A tremendous amount of database science is devoted to the fine art of “normalization” – making your data easier for their databases to digest. Time to ask yourself: Who does normalization actually serve?
It’s not always easy to throw a party around the ideal of “sensible” and “straightforward” – or if we want to go even deeper, “normal.” If anyone’s ready to throw a party to celebrate a big problem being solved, it would probably be, “Hey, gasoline’s back below four bucks a gallon. Hooray!”
What might be genuinely exciting about graph computing – especially compared to other indisputably exciting things like the onset of summer and the cancellation of The Celebrity Dating Game – is that graph computing solves more problems than it creates. Getting to that point of excitement with graph databases requires something of a breakthrough. It’s when folks finally comprehend that graph is a methodology, not a visualization.

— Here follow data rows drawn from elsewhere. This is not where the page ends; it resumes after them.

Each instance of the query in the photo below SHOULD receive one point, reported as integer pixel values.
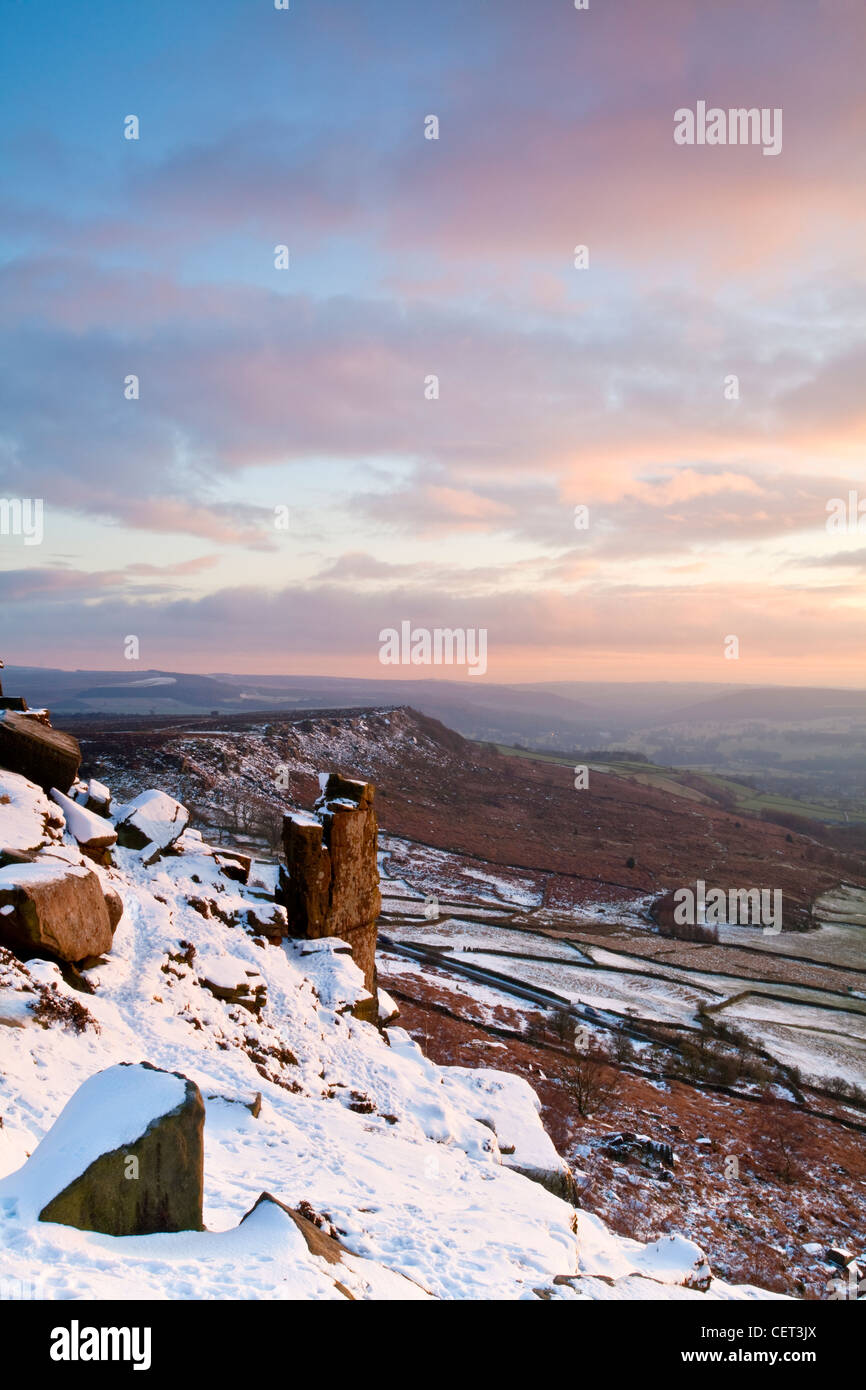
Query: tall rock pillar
(332, 886)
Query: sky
(291, 480)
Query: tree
(591, 1083)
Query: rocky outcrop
(232, 980)
(152, 822)
(49, 906)
(332, 884)
(38, 752)
(131, 1148)
(93, 833)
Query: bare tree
(592, 1083)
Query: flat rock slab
(125, 1157)
(45, 755)
(53, 906)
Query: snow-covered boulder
(28, 819)
(56, 906)
(234, 980)
(96, 797)
(125, 1157)
(388, 1009)
(93, 833)
(38, 752)
(509, 1105)
(152, 822)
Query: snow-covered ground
(414, 1165)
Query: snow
(305, 818)
(28, 820)
(154, 815)
(510, 1107)
(403, 1157)
(110, 1111)
(86, 827)
(39, 873)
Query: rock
(43, 755)
(50, 906)
(332, 884)
(28, 819)
(129, 1153)
(152, 822)
(234, 980)
(388, 1011)
(114, 904)
(93, 833)
(234, 865)
(97, 798)
(652, 1153)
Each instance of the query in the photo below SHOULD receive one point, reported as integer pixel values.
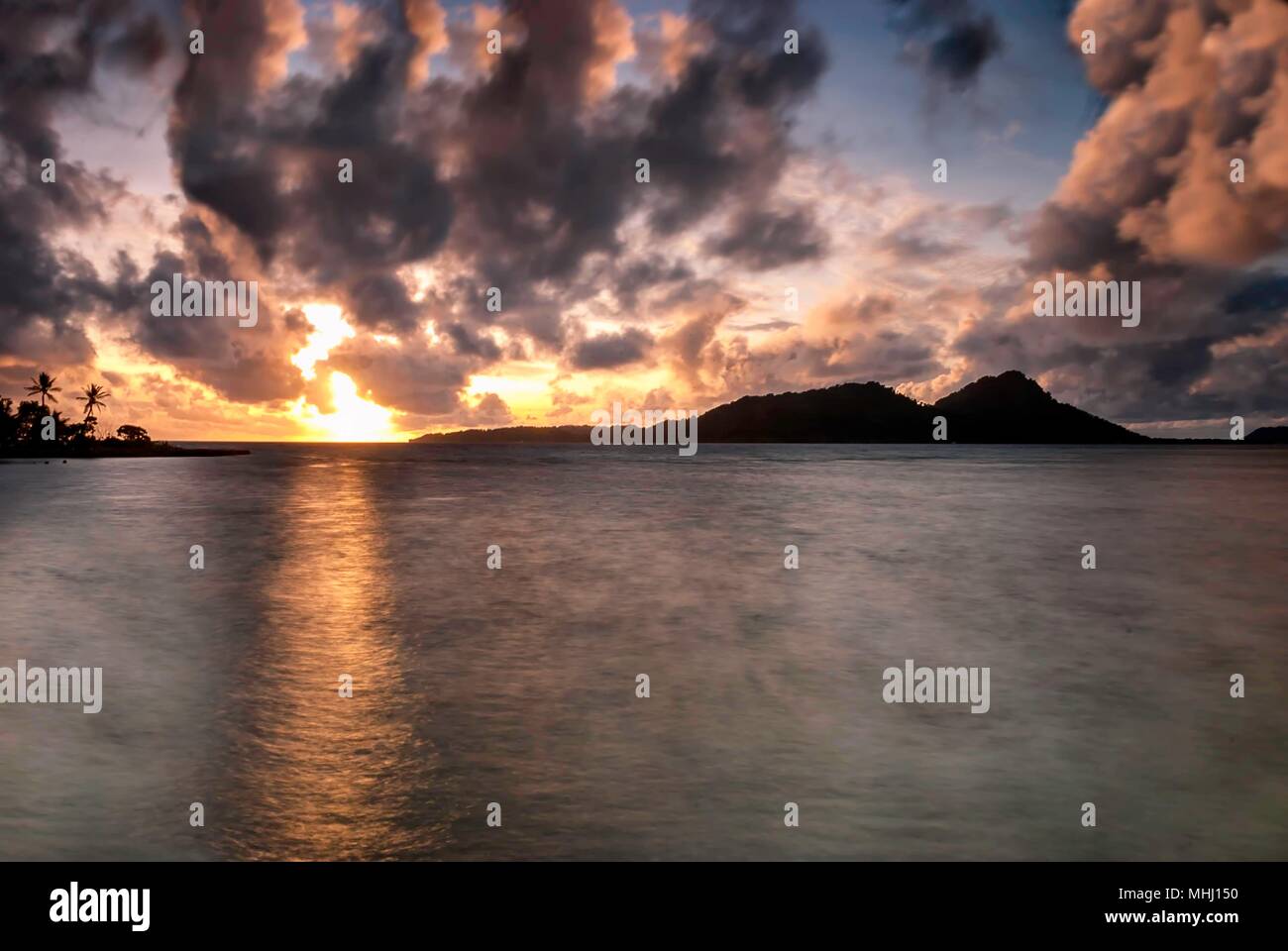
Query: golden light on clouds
(353, 419)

“There are cases where we have Neo4j running as the transaction system,” explained Jennifer Reif, a Neo4j engineer and developer advocate, in response to an attendee of her graph computing workshop at GraphConnect 2022 in Austin, Texas. Reif’s declaration may not have been what this attendee expected to hear. Surely, he told her, the graph data model must be a re-envisioning of the “real” data model someplace underneath. Isn’t Neo4j a graph visualization tool, and a traditional database system the real transaction system?
No, Neo4j is the database, and it starts with the graph. That’s where folks’ notion of “normal” – based on six decades of batch transaction processing – may begin to decompose.
Normal From the Start
“Graph databases arose from this need,” Reif explained. “No other solution out there existed for what they were trying to solve. You’re still going to get a tradeoff (with graph). You have the compute intensity of relational databases, and you have storage and memory consumption of document databases. What graph databases wanted to do was mediate a little bit of both of those. They wanted to make both of those – compute and storage – as efficient as possible.”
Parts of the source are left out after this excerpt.